I sit down beside her. Above us in the night sky, the full moon peers down at us like a god, holding its breath for what we’ll do next.
“I’m closing the cabaret,” I blurt.
“What?”
“I’m shutting it down.”
“Shit, Barrie. No you’re not.”
“I can’t sing those songs anymore. I can’t be jealous of you, or anyone. Not when I’m falling in—”
“Don’t.” She shuts her eyes, squeezes the pin in her hand.
A million years pass. A cloud drifts in front of the moon.

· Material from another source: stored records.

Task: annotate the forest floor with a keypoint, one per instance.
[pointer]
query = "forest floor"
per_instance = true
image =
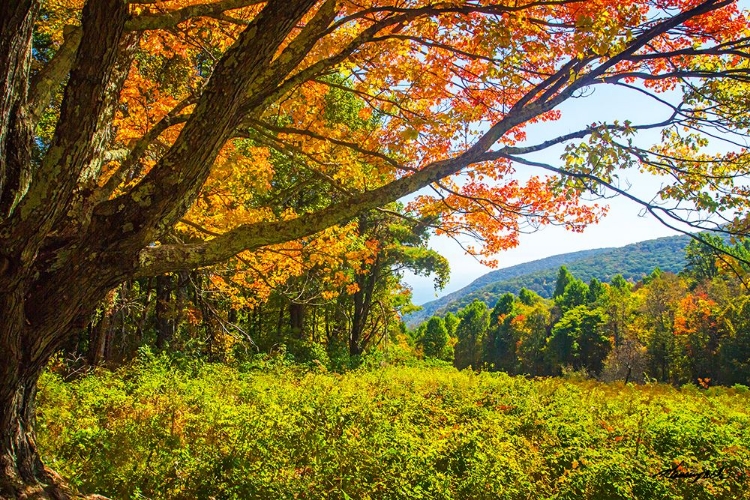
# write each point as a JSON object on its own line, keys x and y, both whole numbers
{"x": 166, "y": 429}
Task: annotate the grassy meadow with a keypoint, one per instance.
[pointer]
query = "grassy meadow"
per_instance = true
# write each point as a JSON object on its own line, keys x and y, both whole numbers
{"x": 183, "y": 430}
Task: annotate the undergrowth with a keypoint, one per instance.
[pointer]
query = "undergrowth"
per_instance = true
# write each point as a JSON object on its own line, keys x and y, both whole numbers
{"x": 179, "y": 430}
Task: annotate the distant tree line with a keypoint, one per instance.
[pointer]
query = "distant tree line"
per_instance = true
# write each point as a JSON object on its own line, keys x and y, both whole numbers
{"x": 676, "y": 328}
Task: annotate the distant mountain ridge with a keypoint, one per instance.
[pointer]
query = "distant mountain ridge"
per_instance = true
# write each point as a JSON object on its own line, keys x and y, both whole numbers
{"x": 633, "y": 261}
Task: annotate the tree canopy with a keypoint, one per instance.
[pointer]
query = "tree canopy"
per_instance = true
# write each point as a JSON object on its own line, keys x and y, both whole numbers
{"x": 248, "y": 124}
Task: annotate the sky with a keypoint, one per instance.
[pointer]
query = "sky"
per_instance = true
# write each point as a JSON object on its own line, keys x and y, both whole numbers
{"x": 624, "y": 223}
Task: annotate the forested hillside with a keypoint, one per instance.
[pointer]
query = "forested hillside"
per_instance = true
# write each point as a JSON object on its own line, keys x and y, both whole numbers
{"x": 633, "y": 262}
{"x": 233, "y": 185}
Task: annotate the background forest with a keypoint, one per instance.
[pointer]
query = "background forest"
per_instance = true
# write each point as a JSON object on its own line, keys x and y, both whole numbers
{"x": 206, "y": 207}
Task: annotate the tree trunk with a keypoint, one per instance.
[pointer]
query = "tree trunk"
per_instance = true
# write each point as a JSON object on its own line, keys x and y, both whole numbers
{"x": 22, "y": 474}
{"x": 164, "y": 311}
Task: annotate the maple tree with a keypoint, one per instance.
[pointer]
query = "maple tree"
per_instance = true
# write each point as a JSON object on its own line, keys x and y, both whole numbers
{"x": 121, "y": 121}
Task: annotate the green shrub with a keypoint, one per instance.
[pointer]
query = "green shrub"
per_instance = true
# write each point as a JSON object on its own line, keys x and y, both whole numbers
{"x": 161, "y": 429}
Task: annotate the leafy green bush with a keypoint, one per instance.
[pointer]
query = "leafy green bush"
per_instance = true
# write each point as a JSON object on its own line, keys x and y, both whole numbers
{"x": 161, "y": 429}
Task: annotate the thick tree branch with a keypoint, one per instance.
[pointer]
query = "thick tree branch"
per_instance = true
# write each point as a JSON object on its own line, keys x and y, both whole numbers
{"x": 173, "y": 18}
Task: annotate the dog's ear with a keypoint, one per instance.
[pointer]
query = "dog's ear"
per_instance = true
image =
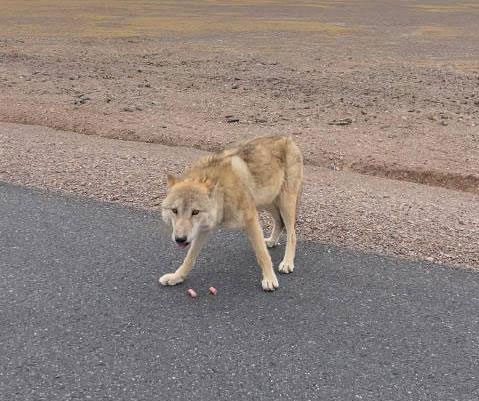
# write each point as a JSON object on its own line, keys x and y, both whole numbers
{"x": 171, "y": 180}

Then Ava’s like, “This is what’s happening. I’m ending this.”
“Okay, hang on—”
“Tonight was brilliant. It can’t happen again.”
“Ava. Stop.”
“We can’t see each other. No texting. No vidchats. No more. I have to focus.”
I shake my head at her.
“You’re serious,” I say.
“I am,” she says, and it’s a punch in the throat.
“This is bull.” My eyes fill up and spill over. “This is such crap!”
“Watch your language, woman.”
“You’re not even being honest! You’re scared, or you’re still hung up on her, and you’re using music as an excuse.” She flinches. I touch her shoulder. “Ava. Look at me. Please?”
She doesn’t. She squeezes the pin tighter. Her lips part for a long moment, and then they clamp shut.